I’m coming to the end of the fantastic textiles that Elise sent. I have just today’s dress, and then one more dress (and it’s a doozy – I’ve saved one of the best for last) to show you.
Today’s dress is another velvet item, this one in the same glorious midnight blue of the leaf-patterned devoré dress. Midnight blue velvet was an incredibly fashionable colour & fabric in the mid-late ’30s. The velvet is accessorized by a posy of flowers in lavender, peach & pastel-magenta – such a lovely, quirky, completely 1930s touch.
In addition to being made of a similar fabric, this dress shares an almost identical cut to the devoré gown – with an inverted V waist, a gathered bust, full sleeves, and a bias skirt. It even shares the clever tucked pleat collar construction, as you can see in the photo above.
Alas, not only does the dark clolour mean the dress is tricky to photograph well, it isn’t looking its best because it doesn’t remotely fit Isabelle. It is unusually large for a 1930s dress – probably a true size 16 or 18, and made for a figure with a prominent bust and slim hips. I’m searching for the perfect model to wear it for one photoshoot – no more, because the fabric (like that of the devoré dress) has tiny holes, and is rather fragile.
The flowers are particularly fragile and moth-eaten, but you can still see their charm, and how fantastic they would have looked when the dress was new. I wonder what they would have called the colours in the 1930s. Wisteria, coral and mauve perhaps?
The fabric may be hard to photograph, but it is quite scrumptious. It’s a rayon velvet, with a slightly open pile (so not the very best quality). It’s still fantastically soft and pet-able.
The dress construction isn’t of the highest quality either – it’s clearly the work of a home seamstress, and she had a rather hard time getting the front V of the bodice right. It looks decent in photographs, but on a body the V is ever so slightly off, and the velvet is noticeably squashed.
She did do a rather decent job of making a tiny rolled hem around the bottom of the sleeve edges and the hem of the skirt – no easy task with the velvet fabric.
As with many 1930s evening dresses, the interior seams are left unfinished. The fabric isn’t particularly susceptible to fraying, and, as the fabric wasn’t meant to be washed, and the dress wouldn’t have been worn that often, the raw edges would see minimal stress.

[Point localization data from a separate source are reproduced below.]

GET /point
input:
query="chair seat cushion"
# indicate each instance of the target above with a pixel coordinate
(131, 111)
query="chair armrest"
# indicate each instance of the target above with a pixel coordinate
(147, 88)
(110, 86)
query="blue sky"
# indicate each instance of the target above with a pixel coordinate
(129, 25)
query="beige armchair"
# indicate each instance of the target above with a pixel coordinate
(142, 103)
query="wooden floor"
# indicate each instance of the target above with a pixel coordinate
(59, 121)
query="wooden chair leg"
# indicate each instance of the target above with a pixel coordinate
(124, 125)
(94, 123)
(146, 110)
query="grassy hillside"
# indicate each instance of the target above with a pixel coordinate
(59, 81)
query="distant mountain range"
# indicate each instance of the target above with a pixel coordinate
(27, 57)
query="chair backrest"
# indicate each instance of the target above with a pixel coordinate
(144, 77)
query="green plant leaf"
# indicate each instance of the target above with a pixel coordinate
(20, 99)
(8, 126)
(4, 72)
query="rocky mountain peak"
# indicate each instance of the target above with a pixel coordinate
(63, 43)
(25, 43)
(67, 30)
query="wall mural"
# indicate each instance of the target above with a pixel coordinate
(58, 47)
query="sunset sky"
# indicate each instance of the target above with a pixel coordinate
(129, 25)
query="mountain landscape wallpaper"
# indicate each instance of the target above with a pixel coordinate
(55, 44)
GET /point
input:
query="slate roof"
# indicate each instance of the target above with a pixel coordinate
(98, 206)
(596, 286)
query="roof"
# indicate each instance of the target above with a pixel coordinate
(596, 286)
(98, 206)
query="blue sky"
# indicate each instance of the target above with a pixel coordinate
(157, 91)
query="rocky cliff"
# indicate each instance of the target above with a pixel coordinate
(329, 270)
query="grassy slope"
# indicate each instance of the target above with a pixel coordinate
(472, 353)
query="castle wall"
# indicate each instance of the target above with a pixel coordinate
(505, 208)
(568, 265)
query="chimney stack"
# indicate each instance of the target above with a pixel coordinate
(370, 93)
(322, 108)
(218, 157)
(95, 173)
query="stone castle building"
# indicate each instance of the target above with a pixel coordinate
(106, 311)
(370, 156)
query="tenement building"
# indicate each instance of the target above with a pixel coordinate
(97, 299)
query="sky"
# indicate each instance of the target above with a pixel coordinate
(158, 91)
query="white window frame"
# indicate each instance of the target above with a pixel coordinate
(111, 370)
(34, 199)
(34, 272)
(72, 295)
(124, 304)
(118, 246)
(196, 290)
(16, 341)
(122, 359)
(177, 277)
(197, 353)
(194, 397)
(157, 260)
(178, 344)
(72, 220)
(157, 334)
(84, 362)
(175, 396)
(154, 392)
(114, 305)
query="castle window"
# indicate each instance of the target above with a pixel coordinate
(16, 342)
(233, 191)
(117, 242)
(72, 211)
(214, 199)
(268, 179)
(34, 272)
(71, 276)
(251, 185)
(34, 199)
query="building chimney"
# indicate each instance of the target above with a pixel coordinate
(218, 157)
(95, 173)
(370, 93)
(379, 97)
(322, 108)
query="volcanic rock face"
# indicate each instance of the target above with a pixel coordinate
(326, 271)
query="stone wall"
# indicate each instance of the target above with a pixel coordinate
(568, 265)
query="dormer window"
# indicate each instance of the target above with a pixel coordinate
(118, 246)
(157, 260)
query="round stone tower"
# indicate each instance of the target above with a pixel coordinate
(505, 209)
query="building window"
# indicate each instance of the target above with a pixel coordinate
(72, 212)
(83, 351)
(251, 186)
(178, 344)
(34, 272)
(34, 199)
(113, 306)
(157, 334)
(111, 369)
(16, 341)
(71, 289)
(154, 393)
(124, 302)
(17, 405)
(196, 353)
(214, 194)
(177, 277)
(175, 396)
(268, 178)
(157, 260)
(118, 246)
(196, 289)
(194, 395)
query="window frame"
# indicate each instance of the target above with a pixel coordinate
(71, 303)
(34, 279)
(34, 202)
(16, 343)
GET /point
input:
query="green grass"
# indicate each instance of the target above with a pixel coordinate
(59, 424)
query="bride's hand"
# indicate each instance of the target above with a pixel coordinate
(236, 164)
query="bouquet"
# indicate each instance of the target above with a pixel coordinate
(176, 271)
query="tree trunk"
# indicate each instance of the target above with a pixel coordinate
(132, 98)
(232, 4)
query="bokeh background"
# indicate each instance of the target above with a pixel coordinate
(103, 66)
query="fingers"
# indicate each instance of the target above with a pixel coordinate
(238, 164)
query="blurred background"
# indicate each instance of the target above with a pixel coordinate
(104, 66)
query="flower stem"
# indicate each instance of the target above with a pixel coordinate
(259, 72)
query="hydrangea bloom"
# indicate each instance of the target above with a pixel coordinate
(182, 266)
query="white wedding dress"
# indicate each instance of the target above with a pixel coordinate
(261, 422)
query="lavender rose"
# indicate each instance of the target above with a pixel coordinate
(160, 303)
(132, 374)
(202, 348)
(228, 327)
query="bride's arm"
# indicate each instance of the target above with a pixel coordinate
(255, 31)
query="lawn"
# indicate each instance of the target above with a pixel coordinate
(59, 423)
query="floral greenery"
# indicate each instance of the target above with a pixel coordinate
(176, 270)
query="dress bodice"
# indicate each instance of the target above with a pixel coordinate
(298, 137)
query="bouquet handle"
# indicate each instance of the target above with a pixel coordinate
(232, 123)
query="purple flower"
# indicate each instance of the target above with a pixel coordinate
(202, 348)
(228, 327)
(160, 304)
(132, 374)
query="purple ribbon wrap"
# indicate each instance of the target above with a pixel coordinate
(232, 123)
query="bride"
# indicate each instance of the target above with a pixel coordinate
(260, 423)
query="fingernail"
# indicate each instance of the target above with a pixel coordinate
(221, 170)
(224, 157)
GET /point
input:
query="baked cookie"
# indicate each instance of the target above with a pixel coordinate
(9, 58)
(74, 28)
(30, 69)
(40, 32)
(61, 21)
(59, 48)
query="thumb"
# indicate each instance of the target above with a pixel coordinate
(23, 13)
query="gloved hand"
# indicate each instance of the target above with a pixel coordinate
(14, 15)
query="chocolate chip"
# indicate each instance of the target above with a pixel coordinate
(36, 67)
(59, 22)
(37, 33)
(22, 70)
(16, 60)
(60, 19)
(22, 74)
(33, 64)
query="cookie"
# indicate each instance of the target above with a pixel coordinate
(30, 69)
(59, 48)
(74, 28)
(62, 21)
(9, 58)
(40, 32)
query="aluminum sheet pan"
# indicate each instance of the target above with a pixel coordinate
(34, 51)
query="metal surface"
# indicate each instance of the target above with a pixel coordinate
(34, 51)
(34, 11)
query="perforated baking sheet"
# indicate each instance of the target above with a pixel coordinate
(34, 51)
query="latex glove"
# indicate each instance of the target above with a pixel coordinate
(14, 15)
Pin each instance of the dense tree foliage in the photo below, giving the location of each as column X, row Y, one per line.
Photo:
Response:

The dress fastens with a size zip – one of those fantastic early models with metal teeth that just last and last and last and never pop open at inopportune times. It’s a fantastic illustration of how important the invention of the zipper was, and how quickly the new technology was adapted by everyone from couture designers to home seamstresses.
Despite it’s universal adoption, few designers and seamstresses (with the notable exception of Schiaparelli) valued it aesthetically, and so every attempt was made to hide the fastening. In this dress, a lapped opening does part of the job, and the belt helps with it, holding the lap closed, obscuring part of the zip, and doing the bigger job of accentuating the waist.
The belt is held on with hand-worked loops of heavy blue thread that has faded with age.
So there it is – not the fanciest dress, not the most interesting in construction, not the best made, or the most innovate and unique, and not the most valuable in a technical sense.
And yet, that makes it all the more interesting and valuable, because it really does represent what the average woman would have worn for her nice events in the mid-late ’30s. And she probably felt beautiful in it. I wonder if, like me, she particularly loved that posy of flowers: the bright, quirky combination of colours, and the sense of life it gave.